Wilki wygrywają na wschodzie
King Wilki Morskie Szczecin wygrały piąty mecz w tym sezonie. Szczecinianie pokonali na wyjeździe Start Lublin 80:71. Szczecińska drużyna czekała na wygraną w lidze ponad miesiąc. Po trzech porażkach z rzędu Wilki przełamały się ze Startem, z którym wygrały siódmy raz z rzędu. Martynas Sajus wygrał rzut sędziowski i to goście rozpoczęli pierwszy atak w niedzielnym spotkaniu.

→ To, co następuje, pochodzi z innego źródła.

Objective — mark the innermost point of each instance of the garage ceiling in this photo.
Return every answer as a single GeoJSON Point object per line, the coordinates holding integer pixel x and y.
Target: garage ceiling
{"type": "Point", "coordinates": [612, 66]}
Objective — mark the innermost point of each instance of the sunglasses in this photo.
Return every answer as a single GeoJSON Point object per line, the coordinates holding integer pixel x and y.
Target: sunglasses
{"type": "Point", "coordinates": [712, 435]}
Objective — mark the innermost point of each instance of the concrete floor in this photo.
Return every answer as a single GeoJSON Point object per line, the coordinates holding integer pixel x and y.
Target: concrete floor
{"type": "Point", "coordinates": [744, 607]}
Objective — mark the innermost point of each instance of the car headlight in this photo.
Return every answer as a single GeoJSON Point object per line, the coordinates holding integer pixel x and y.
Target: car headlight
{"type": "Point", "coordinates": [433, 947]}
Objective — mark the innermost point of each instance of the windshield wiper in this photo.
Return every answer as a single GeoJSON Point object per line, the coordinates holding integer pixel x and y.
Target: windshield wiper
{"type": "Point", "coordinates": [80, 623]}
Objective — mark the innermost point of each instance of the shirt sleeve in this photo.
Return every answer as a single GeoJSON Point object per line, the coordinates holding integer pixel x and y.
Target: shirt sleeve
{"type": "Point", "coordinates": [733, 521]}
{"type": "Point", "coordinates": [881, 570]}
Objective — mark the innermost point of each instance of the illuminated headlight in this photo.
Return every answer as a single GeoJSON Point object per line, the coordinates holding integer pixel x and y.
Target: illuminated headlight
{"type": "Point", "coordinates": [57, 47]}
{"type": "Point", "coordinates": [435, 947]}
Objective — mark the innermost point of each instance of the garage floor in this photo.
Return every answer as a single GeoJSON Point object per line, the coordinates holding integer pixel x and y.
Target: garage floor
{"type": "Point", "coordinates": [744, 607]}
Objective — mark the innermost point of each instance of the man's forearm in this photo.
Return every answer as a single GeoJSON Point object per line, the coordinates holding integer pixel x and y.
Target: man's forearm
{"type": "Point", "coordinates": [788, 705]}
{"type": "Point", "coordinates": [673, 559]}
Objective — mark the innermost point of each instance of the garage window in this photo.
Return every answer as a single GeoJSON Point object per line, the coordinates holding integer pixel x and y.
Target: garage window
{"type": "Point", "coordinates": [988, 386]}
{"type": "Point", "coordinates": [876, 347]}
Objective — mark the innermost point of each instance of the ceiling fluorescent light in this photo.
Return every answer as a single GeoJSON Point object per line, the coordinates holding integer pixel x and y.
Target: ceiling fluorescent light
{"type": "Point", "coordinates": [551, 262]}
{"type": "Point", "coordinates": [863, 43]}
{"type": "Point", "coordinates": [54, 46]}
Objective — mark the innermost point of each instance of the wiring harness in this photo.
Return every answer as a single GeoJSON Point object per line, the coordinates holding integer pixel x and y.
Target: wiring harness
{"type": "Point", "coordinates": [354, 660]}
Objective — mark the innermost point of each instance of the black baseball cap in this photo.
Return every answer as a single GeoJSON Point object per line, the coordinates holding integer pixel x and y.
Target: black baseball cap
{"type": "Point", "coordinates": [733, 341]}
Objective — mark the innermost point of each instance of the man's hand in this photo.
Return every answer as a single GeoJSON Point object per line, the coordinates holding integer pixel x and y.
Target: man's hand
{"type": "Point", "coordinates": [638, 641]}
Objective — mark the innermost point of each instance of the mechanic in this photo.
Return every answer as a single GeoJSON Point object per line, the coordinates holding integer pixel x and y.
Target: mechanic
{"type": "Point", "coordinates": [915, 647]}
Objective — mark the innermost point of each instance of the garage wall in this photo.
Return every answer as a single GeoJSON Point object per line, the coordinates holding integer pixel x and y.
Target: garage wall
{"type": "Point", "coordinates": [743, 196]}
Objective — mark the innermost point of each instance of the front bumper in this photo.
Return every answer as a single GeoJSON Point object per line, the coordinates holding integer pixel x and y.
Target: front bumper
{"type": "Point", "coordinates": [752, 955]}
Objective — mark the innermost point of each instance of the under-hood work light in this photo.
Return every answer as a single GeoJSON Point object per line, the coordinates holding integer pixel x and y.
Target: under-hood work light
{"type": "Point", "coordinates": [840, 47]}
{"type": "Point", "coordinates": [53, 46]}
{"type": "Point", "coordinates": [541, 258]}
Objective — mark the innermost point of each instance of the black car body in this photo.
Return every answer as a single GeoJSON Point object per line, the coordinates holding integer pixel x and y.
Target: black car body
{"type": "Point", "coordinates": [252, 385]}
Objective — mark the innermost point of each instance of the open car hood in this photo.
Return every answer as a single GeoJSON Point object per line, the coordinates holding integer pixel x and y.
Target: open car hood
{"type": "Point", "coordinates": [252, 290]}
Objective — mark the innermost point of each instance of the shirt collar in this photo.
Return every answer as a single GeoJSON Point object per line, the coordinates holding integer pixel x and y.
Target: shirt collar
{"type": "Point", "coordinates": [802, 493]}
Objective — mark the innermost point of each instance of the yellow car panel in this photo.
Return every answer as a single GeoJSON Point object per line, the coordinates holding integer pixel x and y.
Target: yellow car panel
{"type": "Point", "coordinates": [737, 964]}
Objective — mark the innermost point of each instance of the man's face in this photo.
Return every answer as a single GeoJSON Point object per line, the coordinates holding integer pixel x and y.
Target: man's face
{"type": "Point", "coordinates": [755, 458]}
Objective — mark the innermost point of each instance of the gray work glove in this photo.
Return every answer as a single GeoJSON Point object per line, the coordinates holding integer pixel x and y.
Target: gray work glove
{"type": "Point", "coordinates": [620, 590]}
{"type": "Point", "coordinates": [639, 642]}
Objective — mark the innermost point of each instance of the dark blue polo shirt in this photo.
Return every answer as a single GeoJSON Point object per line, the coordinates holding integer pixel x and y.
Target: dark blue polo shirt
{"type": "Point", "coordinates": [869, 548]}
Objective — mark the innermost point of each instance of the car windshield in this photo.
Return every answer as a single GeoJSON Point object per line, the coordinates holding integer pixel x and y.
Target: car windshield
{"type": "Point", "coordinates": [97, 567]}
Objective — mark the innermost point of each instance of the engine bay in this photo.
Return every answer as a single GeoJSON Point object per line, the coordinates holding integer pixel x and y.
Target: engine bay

Litwin był także autorem pierwszych punktów w meczu. Pojedynek toczył się w wyrównanym tempie. Żadna z drużyn nie potrafiła zbudować większej przewagi. Dopiero w połowie pierwszej kwarty po rzucie Uroša Mirkovicia Start prowadził 12:8. W zespole gości dobrze spisywał się Paweł Kikowski, który dwa razy trafił za trzy punkty. Lublinianie zwyciężyli pierwszą odsłonę minimalnie, 19:16.

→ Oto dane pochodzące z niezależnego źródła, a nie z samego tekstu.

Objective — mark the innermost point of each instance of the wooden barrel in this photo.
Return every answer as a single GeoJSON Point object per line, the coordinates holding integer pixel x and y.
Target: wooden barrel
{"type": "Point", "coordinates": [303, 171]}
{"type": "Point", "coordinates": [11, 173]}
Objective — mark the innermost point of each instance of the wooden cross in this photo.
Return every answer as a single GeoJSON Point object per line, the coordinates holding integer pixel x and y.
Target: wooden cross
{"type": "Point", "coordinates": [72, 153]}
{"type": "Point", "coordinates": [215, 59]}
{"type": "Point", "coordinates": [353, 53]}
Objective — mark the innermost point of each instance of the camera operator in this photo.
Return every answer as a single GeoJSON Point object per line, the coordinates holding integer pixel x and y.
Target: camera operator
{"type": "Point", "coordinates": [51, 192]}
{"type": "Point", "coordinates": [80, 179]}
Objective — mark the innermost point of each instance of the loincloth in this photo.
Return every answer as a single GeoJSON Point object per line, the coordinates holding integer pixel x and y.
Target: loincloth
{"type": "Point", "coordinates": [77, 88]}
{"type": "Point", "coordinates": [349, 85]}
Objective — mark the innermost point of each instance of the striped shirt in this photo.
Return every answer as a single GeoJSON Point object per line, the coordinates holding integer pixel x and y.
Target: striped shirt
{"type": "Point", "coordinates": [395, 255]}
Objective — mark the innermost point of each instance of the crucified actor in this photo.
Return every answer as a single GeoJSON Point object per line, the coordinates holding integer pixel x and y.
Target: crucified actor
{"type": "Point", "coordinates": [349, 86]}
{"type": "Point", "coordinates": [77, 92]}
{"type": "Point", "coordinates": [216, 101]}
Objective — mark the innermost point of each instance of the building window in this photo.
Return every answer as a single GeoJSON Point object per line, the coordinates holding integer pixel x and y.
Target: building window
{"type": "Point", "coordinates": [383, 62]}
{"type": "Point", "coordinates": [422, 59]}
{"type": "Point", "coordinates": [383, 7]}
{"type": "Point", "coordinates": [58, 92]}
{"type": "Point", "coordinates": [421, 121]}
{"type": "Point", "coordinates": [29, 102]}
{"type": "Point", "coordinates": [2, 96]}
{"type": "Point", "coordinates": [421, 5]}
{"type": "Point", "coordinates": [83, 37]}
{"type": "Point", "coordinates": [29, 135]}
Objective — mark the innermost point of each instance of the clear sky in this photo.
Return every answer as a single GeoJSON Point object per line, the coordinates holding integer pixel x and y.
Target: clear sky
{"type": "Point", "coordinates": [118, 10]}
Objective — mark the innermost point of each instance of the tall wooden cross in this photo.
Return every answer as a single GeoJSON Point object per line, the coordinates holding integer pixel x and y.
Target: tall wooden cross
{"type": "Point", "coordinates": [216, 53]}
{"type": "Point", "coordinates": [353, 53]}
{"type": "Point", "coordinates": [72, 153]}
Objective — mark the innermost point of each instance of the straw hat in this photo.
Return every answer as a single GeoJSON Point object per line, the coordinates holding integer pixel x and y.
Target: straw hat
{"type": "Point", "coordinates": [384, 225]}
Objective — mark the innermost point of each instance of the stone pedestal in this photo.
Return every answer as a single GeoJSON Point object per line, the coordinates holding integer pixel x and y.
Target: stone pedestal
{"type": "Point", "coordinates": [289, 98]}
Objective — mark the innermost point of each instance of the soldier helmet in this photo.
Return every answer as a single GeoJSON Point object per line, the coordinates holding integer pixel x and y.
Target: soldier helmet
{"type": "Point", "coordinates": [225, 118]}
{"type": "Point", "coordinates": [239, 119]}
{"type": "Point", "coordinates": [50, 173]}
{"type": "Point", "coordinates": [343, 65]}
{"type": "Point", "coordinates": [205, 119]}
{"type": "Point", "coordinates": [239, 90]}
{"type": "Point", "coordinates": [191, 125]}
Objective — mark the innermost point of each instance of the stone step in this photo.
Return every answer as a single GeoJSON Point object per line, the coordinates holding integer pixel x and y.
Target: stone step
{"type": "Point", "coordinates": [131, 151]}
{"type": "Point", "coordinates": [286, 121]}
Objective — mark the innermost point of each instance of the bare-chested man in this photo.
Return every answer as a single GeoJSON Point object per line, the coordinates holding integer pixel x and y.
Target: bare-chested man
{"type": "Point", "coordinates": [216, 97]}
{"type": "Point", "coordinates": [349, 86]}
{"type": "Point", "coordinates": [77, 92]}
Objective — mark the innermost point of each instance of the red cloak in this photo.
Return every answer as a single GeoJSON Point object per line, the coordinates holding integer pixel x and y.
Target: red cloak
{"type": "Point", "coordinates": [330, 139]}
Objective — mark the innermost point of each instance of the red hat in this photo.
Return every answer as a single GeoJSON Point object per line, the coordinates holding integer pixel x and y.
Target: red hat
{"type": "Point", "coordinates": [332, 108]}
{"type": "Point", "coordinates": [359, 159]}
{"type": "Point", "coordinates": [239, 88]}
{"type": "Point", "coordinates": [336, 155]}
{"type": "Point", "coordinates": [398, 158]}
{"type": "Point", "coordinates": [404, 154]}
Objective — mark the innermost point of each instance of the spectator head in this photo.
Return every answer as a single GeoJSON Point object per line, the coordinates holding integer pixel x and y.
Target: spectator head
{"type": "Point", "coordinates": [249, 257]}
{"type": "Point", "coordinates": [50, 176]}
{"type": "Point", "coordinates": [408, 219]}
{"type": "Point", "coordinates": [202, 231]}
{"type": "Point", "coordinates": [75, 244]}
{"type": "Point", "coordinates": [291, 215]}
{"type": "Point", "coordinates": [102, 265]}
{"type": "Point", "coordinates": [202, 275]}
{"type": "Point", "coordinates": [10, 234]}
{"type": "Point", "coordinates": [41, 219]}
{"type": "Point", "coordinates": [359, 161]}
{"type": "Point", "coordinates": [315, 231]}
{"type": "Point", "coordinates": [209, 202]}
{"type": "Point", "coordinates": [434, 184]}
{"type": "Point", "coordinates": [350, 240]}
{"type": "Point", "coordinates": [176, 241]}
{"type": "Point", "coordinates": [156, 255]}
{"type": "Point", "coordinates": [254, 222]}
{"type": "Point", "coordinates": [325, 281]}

Na początku drugiej kwarty miejscowi utrzymywali nieznaczną przewagę. Wilki dogoniły gospodarzy po trzech minutach. Martynas Paliukenas doprowadził do wyniku 26:26. Od tego momentu to przyjezdni zaczęli odskakiwać koszykarzom z Lublina. Kolejna trójka Pawła Kikowskiego wyprowadziła Wilki na prowadzenie 34:27. Lublinianie zdołali się jednak przebudzić. Siedem punktów z rzędu rzucił dla Startu James Washington, a jeden rzut osobisty wykorzystał Roman Szymański. Start wrócił na prowadzenie 35:34. Szczecinianie wygrali jednak drugą kwartę i po trójce Łukasza Diduszki schodzili na przerwę przy wyniku 44:40. Trzecia kwarta obfitowała w mniejsze emocje. Przez pierwsze pięć minut oba zespoły zdobyły w sumie tylko osiem punktów. Szczecinianie cały czas utrzymywali nieznaczną przewagę. Trzy oczka Jamesa Washingtona przybliżyły gospodarzy do Wilków na dystans zaledwie punktu. Tuż przed końcem kwarty Start zdołał nawet wyjść na prowadzenie 56:55. Rzuty Martynasa Paliukenasa i Martynasa Sajusa odwróciły losy kwarty. Remis w trzeciej części gry oznaczał, że Wilki zachowały przewagę w całym spotkaniu - 60:56. Koszykarze ze Szczecina nie oddali już prowadzenia. W czwartej kwarcie Wilki konsekwentnie utrzymywały przewagę. Miejscowi dopiero po trzech minutach gry zdobyli punkty. Szczecinianie byli bardziej skuteczni i w połowie kwarty prowadzili różnicą dziesięciu punktów. Gospodarze często musieli ratować się faulami, co przełożyło się na dużą ilość rzutów osobistych dla Wilków. Ci ich nie marnowali i wygrali kwartę 20:15, a cały mecz 80:71.